Komisi VIII Dewan Perwakilan Rakyat (DPR) RI baru-baru ini menjadi sorotan publik. Alasannya, Komisi VIII DPR RI seluruh pimpinannya merupakan pria. Padahal, komisi ini salah satunya membahas soal pemberdayaan perempuan dan anak.
Pimpinan Komisi VIII DPR RI dipimpin oleh 5 tokoh. Mereka adalah Marwan Dasopang sebagai Ketua DPR RI dan empat wakilnya, seperti Ansory Siregar, Singgih Januratmoko, Abidin Fikri, dan Abdul Wachid.
Netizen di media sosial bertanya-tanya dan heran karena tidak ada perwakilan perempuan di komisi yang membidangi pemberdayaan perempuan dan anak.

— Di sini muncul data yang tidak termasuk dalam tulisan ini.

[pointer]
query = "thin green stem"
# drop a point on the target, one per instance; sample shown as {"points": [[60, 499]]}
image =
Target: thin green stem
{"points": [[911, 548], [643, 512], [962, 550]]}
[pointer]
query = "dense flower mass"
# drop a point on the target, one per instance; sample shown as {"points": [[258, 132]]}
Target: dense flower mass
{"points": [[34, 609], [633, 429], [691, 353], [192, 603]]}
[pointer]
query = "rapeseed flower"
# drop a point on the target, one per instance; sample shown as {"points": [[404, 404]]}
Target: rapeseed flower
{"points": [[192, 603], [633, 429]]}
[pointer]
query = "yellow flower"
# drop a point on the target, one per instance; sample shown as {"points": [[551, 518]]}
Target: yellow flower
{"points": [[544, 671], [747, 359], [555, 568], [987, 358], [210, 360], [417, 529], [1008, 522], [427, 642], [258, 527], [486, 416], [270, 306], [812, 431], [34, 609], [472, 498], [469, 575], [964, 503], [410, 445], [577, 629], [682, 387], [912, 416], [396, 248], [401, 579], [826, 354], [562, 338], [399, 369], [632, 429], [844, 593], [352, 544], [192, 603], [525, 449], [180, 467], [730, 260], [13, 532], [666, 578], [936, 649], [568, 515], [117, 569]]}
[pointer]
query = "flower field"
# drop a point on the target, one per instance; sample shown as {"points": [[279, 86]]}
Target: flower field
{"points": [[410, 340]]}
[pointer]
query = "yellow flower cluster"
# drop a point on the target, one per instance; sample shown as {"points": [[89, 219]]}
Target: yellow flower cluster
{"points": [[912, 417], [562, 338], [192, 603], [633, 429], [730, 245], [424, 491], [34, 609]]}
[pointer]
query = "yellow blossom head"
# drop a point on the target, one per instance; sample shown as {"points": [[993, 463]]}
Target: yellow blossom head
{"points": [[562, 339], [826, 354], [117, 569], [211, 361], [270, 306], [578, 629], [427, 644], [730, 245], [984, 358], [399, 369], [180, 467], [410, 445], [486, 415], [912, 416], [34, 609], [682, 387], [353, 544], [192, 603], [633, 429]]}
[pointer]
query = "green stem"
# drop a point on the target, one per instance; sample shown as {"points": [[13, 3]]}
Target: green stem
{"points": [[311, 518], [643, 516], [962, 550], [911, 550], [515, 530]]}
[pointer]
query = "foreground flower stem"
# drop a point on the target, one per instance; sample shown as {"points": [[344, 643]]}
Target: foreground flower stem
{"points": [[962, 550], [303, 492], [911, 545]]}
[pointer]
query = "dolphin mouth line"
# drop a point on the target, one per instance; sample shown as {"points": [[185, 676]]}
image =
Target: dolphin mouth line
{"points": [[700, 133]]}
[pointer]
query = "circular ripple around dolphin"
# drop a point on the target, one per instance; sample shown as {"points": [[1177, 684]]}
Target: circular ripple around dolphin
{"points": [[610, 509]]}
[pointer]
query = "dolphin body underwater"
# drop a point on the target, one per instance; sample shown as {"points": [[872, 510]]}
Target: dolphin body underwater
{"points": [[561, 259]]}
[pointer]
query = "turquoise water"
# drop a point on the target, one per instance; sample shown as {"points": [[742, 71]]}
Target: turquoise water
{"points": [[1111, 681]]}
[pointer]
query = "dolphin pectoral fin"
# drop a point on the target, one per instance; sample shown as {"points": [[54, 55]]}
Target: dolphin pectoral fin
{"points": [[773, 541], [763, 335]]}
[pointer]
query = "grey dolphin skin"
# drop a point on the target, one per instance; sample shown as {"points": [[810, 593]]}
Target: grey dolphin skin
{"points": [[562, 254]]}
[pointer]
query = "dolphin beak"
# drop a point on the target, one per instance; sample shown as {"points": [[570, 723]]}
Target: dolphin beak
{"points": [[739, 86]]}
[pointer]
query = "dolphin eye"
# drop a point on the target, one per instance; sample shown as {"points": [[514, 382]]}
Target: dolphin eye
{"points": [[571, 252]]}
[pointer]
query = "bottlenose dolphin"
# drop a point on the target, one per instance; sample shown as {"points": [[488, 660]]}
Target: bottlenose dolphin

Peneliti Formappi Lucius Karius buka suara akan hal ini. Menurutnya, Komisi VIII DPR yang diisi pria adalah ironi sebab komisi tersebut membidangi isu perempuan dan anak.
Menurutnya, bukan cuma ironi dari sisi isu saja. Peraturan DPR sudah mengingatkan representasi perempuan harus menjadi salah satu yang dipertimbangkan dalam komposisi pimpinan di AKD di DPR.
"Ironi yang memalukan sih soal pimpinan Komisi VIII tanpa keterwakilan perempuan, padahal pembidangan komisi fokus pada isu perempuan dan anak," kata Lucius, Jumat (25/10), dilansir dari CNN Indonesia.